A bill cutting serving sizes at the state’s breweries and distilleries appears likely to die in the Legislature this year, lawmakers said Wednesday.
Rep. Adam Wool, D-Fairbanks, said he believes there is not enough time remaining in the Alaska Legislature’s 121-day session to consider Senate Bill 76 in the House Finance Committee, make changes, and send the bill back to the Senate for agreement with those changes.
“To do it properly would take a week, and I don’t think anyone wants to spend a week … when we want to go home soon,” Wool said. Lawmakers are seeking to finish their business by Saturday, and even if they don’t, the Legislature’s constitutional limit is Wednesday.
SB 76 contains a sweeping reform of the state’s alcohol licensing system, not just the serving size restrictions.
The latest version of the bill is 113 pages, and in order to pass this legislative session, the House Finance Committee would have to read, analyze and vet those pages within a day or two before sending it to the full House of Representatives for a vote.

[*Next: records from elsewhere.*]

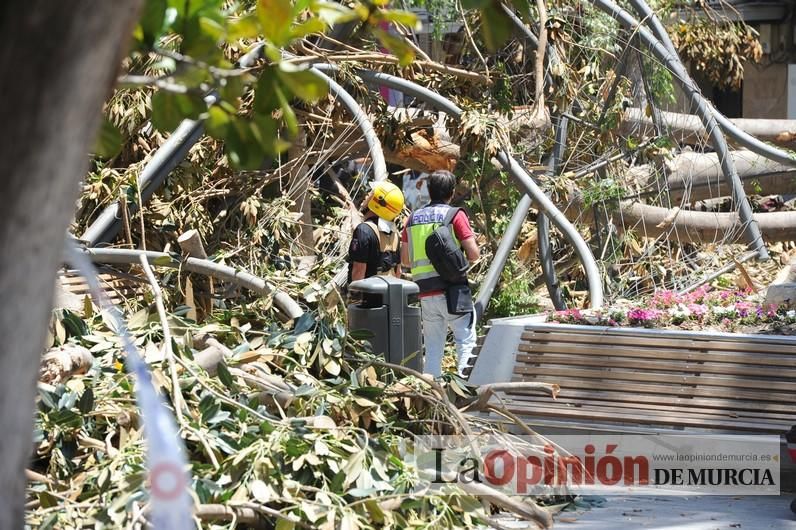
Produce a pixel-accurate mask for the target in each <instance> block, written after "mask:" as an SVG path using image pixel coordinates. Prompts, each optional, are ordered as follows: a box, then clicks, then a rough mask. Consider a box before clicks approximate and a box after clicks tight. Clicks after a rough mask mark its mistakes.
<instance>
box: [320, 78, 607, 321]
mask: <svg viewBox="0 0 796 530" xmlns="http://www.w3.org/2000/svg"><path fill="white" fill-rule="evenodd" d="M315 68H319V69H322V70H327V71H334V70H336V67H335V66H334V65H331V64H319V65H316V66H315ZM357 75H358V76H360V77H361V78H362V79H364V80H366V81H371V82H374V83H381V84H384V85H387V86H389V87H391V88H395V89H397V90H403V91H405V92H407V93H409V94H411V95H413V96H415V97H416V98H418V99H421V100H423V101H425V102H426V103H428V104H430V105H433V106H434V107H436V108H437V109H439V110H441V111H443V112H445V113H447V114H449V115H450V116H453V117H455V118H458V117H460V116H461V114H462V110H461V109H460V108H459V107H458V106H456V105H455V104H454V103H453V102H452V101H450V100H449V99H447V98H445V97H443V96H440V95H439V94H437V93H436V92H432V91H431V90H428V89H427V88H424V87H422V86H420V85H417V84H415V83H413V82H411V81H407V80H405V79H401V78H400V77H396V76H393V75H389V74H384V73H381V72H373V71H370V70H357ZM495 157H496V158H497V160H498V162H500V163H501V164H502V165H503V167H504V168H505V169H506V171H508V172H509V173H510V174H511V175H512V177H514V179H515V180H516V181H517V183H518V184H519V185H520V187H521V188H522V189H523V191H525V193H527V194H528V195H529V196H530V197H531V199H532V200H533V201H534V202H535V203H536V204H537V205H538V207H539V209H540V210H541V211H543V212H545V214H547V215H548V216H549V217H550V220H551V221H552V222H553V224H554V225H555V226H556V228H558V229H559V230H560V231H561V232H562V233H563V234H564V236H565V237H566V238H567V239H568V240H569V242H570V244H572V246H573V247H574V249H575V252H576V254H577V255H578V257H579V259H580V261H581V263H582V264H583V267H584V269H585V271H586V278H587V281H588V286H589V302H590V305H591V307H592V308H599V307H601V306H602V304H603V286H602V279H601V277H600V270H599V268H598V267H597V262H596V261H595V259H594V256H593V255H592V253H591V250H590V249H589V246H588V244H587V243H586V241H584V239H583V237H581V235H580V234H579V233H578V231H577V229H576V228H575V226H574V225H573V224H572V223H570V222H569V220H568V219H567V218H566V217H565V216H564V214H563V213H562V212H561V211H560V210H559V209H558V208H557V207H556V205H555V204H553V202H552V201H551V200H550V199H549V198H548V197H547V195H545V193H544V191H543V190H542V189H541V188H540V187H539V185H538V184H536V182H534V180H533V178H531V176H530V175H529V174H528V172H527V171H526V170H525V168H523V167H522V166H521V165H520V164H519V163H518V162H517V161H516V160H515V159H514V158H513V157H511V156H510V155H509V154H507V153H506V152H505V151H503V150H501V151H498V153H497V154H496V155H495Z"/></svg>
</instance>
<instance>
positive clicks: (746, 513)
mask: <svg viewBox="0 0 796 530" xmlns="http://www.w3.org/2000/svg"><path fill="white" fill-rule="evenodd" d="M793 499H794V496H793V495H783V496H781V497H763V496H749V497H718V496H708V497H642V496H637V497H606V500H607V502H606V503H605V505H604V506H603V507H596V508H592V509H590V510H585V511H582V510H578V511H574V512H562V513H561V514H559V515H558V516H556V525H555V528H556V530H559V529H560V530H636V529H639V530H640V529H645V530H675V529H676V530H732V529H735V528H739V529H741V530H796V514H794V513H792V512H791V511H790V503H791V501H792V500H793Z"/></svg>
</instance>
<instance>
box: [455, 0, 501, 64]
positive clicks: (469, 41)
mask: <svg viewBox="0 0 796 530" xmlns="http://www.w3.org/2000/svg"><path fill="white" fill-rule="evenodd" d="M492 9H493V8H492ZM456 11H458V12H459V16H460V17H461V19H462V24H463V26H464V33H465V34H466V35H467V40H468V41H469V42H470V47H471V48H472V49H473V51H474V52H475V54H476V55H477V56H478V59H479V60H480V61H481V64H483V65H484V70H485V71H486V78H487V79H489V65H488V64H487V62H486V59H485V58H484V55H483V54H482V53H481V50H479V49H478V46H476V44H475V39H474V38H473V32H472V31H470V24H469V23H468V22H467V17H466V16H465V14H464V9H463V8H462V3H461V2H460V1H459V0H456Z"/></svg>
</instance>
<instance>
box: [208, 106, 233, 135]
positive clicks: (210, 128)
mask: <svg viewBox="0 0 796 530" xmlns="http://www.w3.org/2000/svg"><path fill="white" fill-rule="evenodd" d="M232 120H233V116H232V115H230V114H229V113H228V112H227V111H225V110H224V109H222V108H221V107H220V106H219V105H213V106H212V107H210V108H209V109H208V110H207V119H206V120H205V127H206V128H207V133H208V134H209V135H210V136H212V137H213V138H216V139H218V140H223V139H224V138H226V137H227V134H229V128H230V127H231V126H232Z"/></svg>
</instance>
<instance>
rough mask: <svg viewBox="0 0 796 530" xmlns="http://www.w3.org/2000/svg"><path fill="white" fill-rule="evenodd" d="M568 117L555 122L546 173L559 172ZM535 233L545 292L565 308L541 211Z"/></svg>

“To expect them to go through it and pass it out in a day or two’s time just isn’t a realistic want, in my opinion,” said Rep. Louise Stutes, R-Kodiak.
While most of the bill is uncontroversial, included within Senate Bill 76 is an amendment that would slash serving sizes at Alaska breweries and distilleries by one-third. For breweries, the maximum daily pour per customer would drop from 36 ounces to 24 ounces. For distilleries, the maximum amount of alcohol would drop from 3 ounces to 2.
The amendment was introduced by Stutes in the House Labor and Commerce Committee, where Wool serves as vice chairman. All members of the committee approved the amendment, and the amended bill advanced without dissent.
The amendment is controversial because it touches the heart of the bar wars, a dispute between alcohol manufacturers and retailers caused by Alaska’s changing drinking habits and prior legislative attempts to cope with demand.
As the Empire reported last year, Alaska is drinking less beer, more liquor and more wine. It’s drinking less mainstream beer and more craft beer. It’s also drinking less alcohol overall.
The Legislature met this changing demand by allowing breweries to operate “tasting rooms” that sell limited quantities of beer to be consumed at the brewery. In 2014, the Legislature again tried to meet demand by allowing the same privilege to the state’s growing number of distilleries.
As the number of distilleries and breweries has grown, owners of traditional alcohol businesses, like bars and liquor stores, have begun pushing back. In public, and to the Legislature, they have said that breweries and distilleries are blurring the line between what is a bar and what is not.
Of particular concern over the past year is the issue of cocktails, which are served by distilleries across the state.
SB 76 passed the Senate in a 20-0 vote on April 30, and on May 7, it was taken up by the House Labor and Commerce Committee, which made several significant changes that matter to partisans in the bar wars.
Stutes and Wool were trying to negotiate an armistice in those wars. To help distilleries, the committee’s version of the bill includes language explicitly allowing mixed drinks at distilleries. To help bars and liquor stores, it passed the amendment limiting sample sizes at breweries and distilleries.
In the Senate, the bill contained a measure that would have required breweries and distilleries to sell 80 percent of their product wholesale, and only 20 percent through tasting rooms. That requirement would have become effective six years after a distillery or brewery opened its doors.
The 80/20 measure, sought by retailers, was removed before reaching the House.
“We said, let’s give another give to the beverage side to offset the 80/20 to some degree,” Wool said of the thought behind the amendment.
Stutes said the alternative was another amendment, one that would have cut sample sizes by a half.
“I own that amendment. No problem, but I figured a third was better than a half,” she said.
After the amendment passed, public outcry hit the Capitol. Wool said he’s received more public response from this one issue than on the budget or cuts to the Permanent Fund Dividend.
“I can do all that, they don’t care, but lose 12 ounces of beer, and it’s the end of the world,” he said.
Some of the outcry has focused on the fact that Wool owns the Blue Loon, a Fairbanks bar, and that Stutes is a former bar owner.
Both denied that their connection had anything to do with the amendment. Wool compared his involvement to having a schoolteacher on the education committee or a nurse on the health and social services committee.
“They sort of have some knowledge of that industry,” he said.
Sen. Peter Micciche, R-Soldotna, is the prime sponsor of SB 76. After some consideration, he requested the House Finance Committee take up the bill, but on one condition: If the amendment isn’t removed, he will seek to kill the bill.
“If that remains in the bill, I will kill the bill,” he said.
Time pressures may end up doing that anyway.